Most weekends were spent organising BBQ's, or down on the beach or camping. We were all sad when the lease expired on the flat, but it was so exciting knowing that we were travelling on via the east coast.

Byron Bay was just as hippy as we had imagined! One day whilst waling along the beach, we spotted whales and dolphins playing in between the surfers. The three days we spent driving a four wheel drive on Fraser Island (a nature haven and photographers dream!) were incredible. The Whit Sunday Islands, further North, were also wonderful. Despite the bleak conditions in which we were sailing, we still managed to go fishing, swimming and snorkelling too.

Our day out on the Great Barrier Reef was also one to remember. Although due to my heat condition I couldn't dive, the colours were just as fantastic while snorkelling; I just couldn't get over the turtles that kept swimming by! From here we drove north to stay in Daintree, known for where the rainforest meets the reef. It was here that I had my first encounter with a leech - a not very pleasant one at that!

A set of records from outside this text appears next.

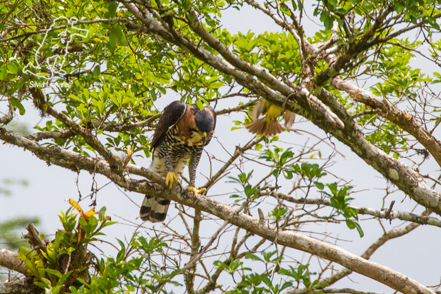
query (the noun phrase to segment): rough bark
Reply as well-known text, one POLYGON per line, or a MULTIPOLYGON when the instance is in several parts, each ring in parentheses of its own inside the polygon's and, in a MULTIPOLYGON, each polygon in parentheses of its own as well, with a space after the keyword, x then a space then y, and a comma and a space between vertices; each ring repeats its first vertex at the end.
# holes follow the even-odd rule
MULTIPOLYGON (((147 180, 131 179, 110 168, 110 165, 104 160, 92 158, 63 149, 43 147, 32 140, 1 127, 0 127, 0 138, 15 145, 25 147, 48 162, 70 169, 85 169, 92 173, 101 174, 120 187, 141 193, 143 197, 144 194, 147 193, 159 198, 173 200, 182 204, 208 212, 223 220, 231 218, 229 218, 231 224, 249 232, 272 242, 277 238, 277 243, 279 244, 308 252, 337 262, 351 271, 369 277, 404 293, 433 293, 424 286, 398 272, 366 260, 339 246, 325 244, 292 231, 278 230, 276 227, 269 226, 263 222, 259 222, 258 220, 245 213, 235 214, 234 209, 232 207, 202 195, 187 197, 187 196, 189 194, 181 195, 176 189, 167 191, 162 185, 147 180)), ((127 165, 127 167, 129 171, 140 170, 139 168, 135 168, 133 165, 127 165)))

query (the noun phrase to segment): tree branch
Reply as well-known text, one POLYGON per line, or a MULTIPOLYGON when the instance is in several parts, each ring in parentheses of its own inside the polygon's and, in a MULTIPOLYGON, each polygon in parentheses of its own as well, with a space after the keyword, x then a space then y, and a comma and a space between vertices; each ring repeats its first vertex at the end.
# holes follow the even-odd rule
POLYGON ((17 257, 17 253, 8 249, 0 248, 0 266, 18 271, 23 275, 28 274, 28 267, 17 257))

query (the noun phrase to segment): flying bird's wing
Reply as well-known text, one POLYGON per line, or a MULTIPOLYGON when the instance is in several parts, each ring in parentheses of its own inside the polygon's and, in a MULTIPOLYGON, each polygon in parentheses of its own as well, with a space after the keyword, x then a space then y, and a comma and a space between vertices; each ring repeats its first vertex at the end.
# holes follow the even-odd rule
POLYGON ((181 103, 179 101, 172 102, 164 109, 164 112, 159 118, 156 129, 153 135, 150 151, 164 138, 167 131, 179 121, 185 113, 187 105, 181 103))

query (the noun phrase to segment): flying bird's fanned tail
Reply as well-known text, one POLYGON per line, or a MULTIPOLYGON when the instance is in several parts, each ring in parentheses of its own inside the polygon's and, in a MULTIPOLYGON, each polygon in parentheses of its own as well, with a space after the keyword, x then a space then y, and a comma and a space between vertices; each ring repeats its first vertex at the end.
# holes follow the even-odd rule
POLYGON ((250 133, 265 135, 266 136, 274 136, 283 132, 283 127, 276 120, 268 123, 265 118, 253 120, 247 126, 250 133))

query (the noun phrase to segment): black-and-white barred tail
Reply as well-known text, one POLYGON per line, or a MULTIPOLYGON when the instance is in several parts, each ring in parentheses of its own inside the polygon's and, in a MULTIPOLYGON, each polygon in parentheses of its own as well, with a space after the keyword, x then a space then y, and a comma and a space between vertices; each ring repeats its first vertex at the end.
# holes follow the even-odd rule
POLYGON ((150 220, 152 222, 163 222, 165 220, 170 204, 170 200, 146 195, 139 211, 141 219, 144 221, 150 220))

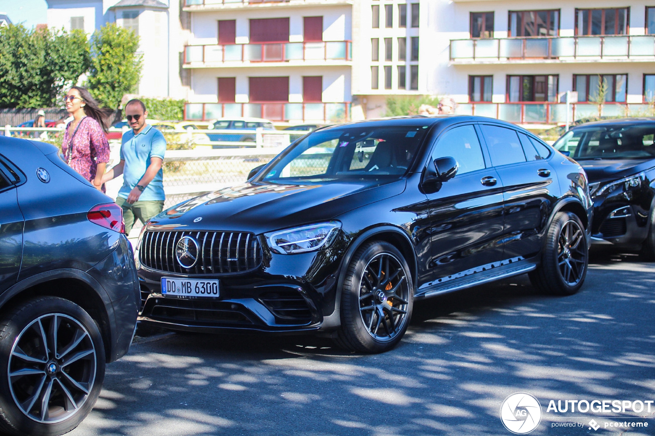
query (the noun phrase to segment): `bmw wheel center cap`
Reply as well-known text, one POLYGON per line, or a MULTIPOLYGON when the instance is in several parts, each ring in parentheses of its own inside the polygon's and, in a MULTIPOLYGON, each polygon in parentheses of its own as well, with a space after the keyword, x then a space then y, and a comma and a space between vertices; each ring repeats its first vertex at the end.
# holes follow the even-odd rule
POLYGON ((183 236, 175 248, 175 257, 183 268, 189 269, 198 261, 200 246, 193 237, 183 236))

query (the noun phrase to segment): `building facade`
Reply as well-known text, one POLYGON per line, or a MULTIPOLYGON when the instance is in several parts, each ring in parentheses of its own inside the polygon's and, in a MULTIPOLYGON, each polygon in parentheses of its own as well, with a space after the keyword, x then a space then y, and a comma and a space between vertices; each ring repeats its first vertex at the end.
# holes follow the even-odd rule
POLYGON ((185 31, 179 3, 168 1, 47 0, 48 27, 79 29, 90 36, 108 22, 133 30, 143 61, 137 93, 185 99, 180 75, 185 31))
POLYGON ((140 93, 185 99, 188 119, 335 122, 430 95, 536 127, 566 121, 567 91, 572 119, 655 99, 655 3, 643 0, 47 1, 51 26, 136 26, 140 93))
POLYGON ((352 0, 183 0, 186 118, 350 118, 352 0))

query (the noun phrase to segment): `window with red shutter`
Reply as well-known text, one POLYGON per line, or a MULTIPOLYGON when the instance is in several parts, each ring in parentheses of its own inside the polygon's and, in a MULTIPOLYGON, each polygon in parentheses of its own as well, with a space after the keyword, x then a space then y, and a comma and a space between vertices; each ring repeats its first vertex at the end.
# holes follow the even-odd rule
POLYGON ((323 101, 323 76, 303 77, 303 101, 315 103, 323 101))
POLYGON ((236 39, 236 20, 219 20, 218 22, 218 43, 234 44, 236 39))
POLYGON ((218 78, 218 102, 234 103, 236 96, 236 78, 218 78))
POLYGON ((250 101, 289 101, 289 77, 250 77, 250 101))
POLYGON ((289 18, 261 18, 250 20, 250 42, 289 41, 289 18))
POLYGON ((323 17, 303 17, 304 40, 305 42, 323 41, 323 17))

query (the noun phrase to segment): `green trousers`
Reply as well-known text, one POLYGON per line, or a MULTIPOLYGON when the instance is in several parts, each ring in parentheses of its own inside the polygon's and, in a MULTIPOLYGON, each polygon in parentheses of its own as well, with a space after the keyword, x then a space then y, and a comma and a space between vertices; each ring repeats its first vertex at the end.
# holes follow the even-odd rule
POLYGON ((136 219, 145 224, 164 209, 164 201, 135 201, 131 205, 122 197, 116 199, 116 204, 123 210, 123 219, 125 220, 125 234, 129 235, 136 219))

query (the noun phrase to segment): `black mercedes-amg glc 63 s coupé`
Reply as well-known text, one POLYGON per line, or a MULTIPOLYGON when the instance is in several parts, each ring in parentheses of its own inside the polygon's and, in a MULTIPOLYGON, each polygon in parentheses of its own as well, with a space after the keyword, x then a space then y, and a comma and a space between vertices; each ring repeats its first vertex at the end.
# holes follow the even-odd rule
POLYGON ((582 168, 508 123, 324 127, 246 182, 144 227, 140 319, 195 331, 313 331, 382 352, 428 297, 526 273, 544 292, 576 292, 591 209, 582 168))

Deciding that we had had quite enough of creepy crawlies, we set off across Arnhem land to Darwin. By sheer chance we stumbled upon some work in Litchfield National Park with an aboriginal family, and little did we know that this would be our home for the next seven weeks! As well as making didgeridoos and arts and crafts, we fished in billabongs, cooked on the open fire, and swam and bathed in the creek (avoiding the crocs!) We even slept on paper bark under a mosquito net in the bush each night!

As all good things come to an end, we said our goodbyes and drove to Brisbane where we found work at a travel company. After only a month, we flew to New Zealand. Wow, wow, wow!!! By hiring a car we zoomed around each island and saw some amazing sights such as mud pools, geysers, the Maori people doing the Haka dance, and wildlife such as penguins, albatross, sealions and glow worms. I was so proud of myself when we successfully climbed a volcano in Tongariro National Park, walked through a waterfall in Abel Tasman national park, went sandboarding, and climbed a glacier! I even went skiing for the first time too!

It was only near the end of our stay in New Zealand that I some difficulties with my heart. I'd never had heart palpitations before so needless to say, I was worried. When we arrived back in Sydney, I visited the Cardiac department who saw me straight away. They gave me an ECHO, ECG, and heart monitor! I feel happy to say that it all seemed OK; they really did look after me very well.

With only a month left before coming home, we decided to visit Thailand. Bangkok was just outstanding and learning about Buddhism and a monk's way of life was just fascinating - as were the many Wats we visited. When we saw them living in shacks amongst the animals, it really was quite a shock. It was a different world but a wonderful insight at that.

For two weeks, we stayed on the Phi Phi islands living in fisherman huts on the beach. Each day I went sailing and snorkelling and ate fish fresh from the sea. Just as soon as this lifestyle seemed to take hold, we were reminded of the reality of home as our flight day grew nearer and nearer.

The flight home was very exciting; I was finally going to see my friends and family again! And yes, it was a wonderful home coming! So it seems that after Jamie Boyes trekking in Nepal, Simon Mitchell's Out of Africa experience, and Magnus and Lorraine's great Sinai Bike Ride, I'm not the only one who wants an adventure

Upon reflection, I can't ever believe that I accomplished such an adventure. Just thinking about some of the places I've seen, and people I've met make me realise just how much I've achieved. I think that because so many people (both at home and travelling) supported me along the way, it too made me believe that I could do it, and I'm now back home safely to tell my stories. I recently got the all clear, for a while at least, so maybe all those palpitations were a reaction to the thought of coming home!

What more can I say? It was life changing - do it!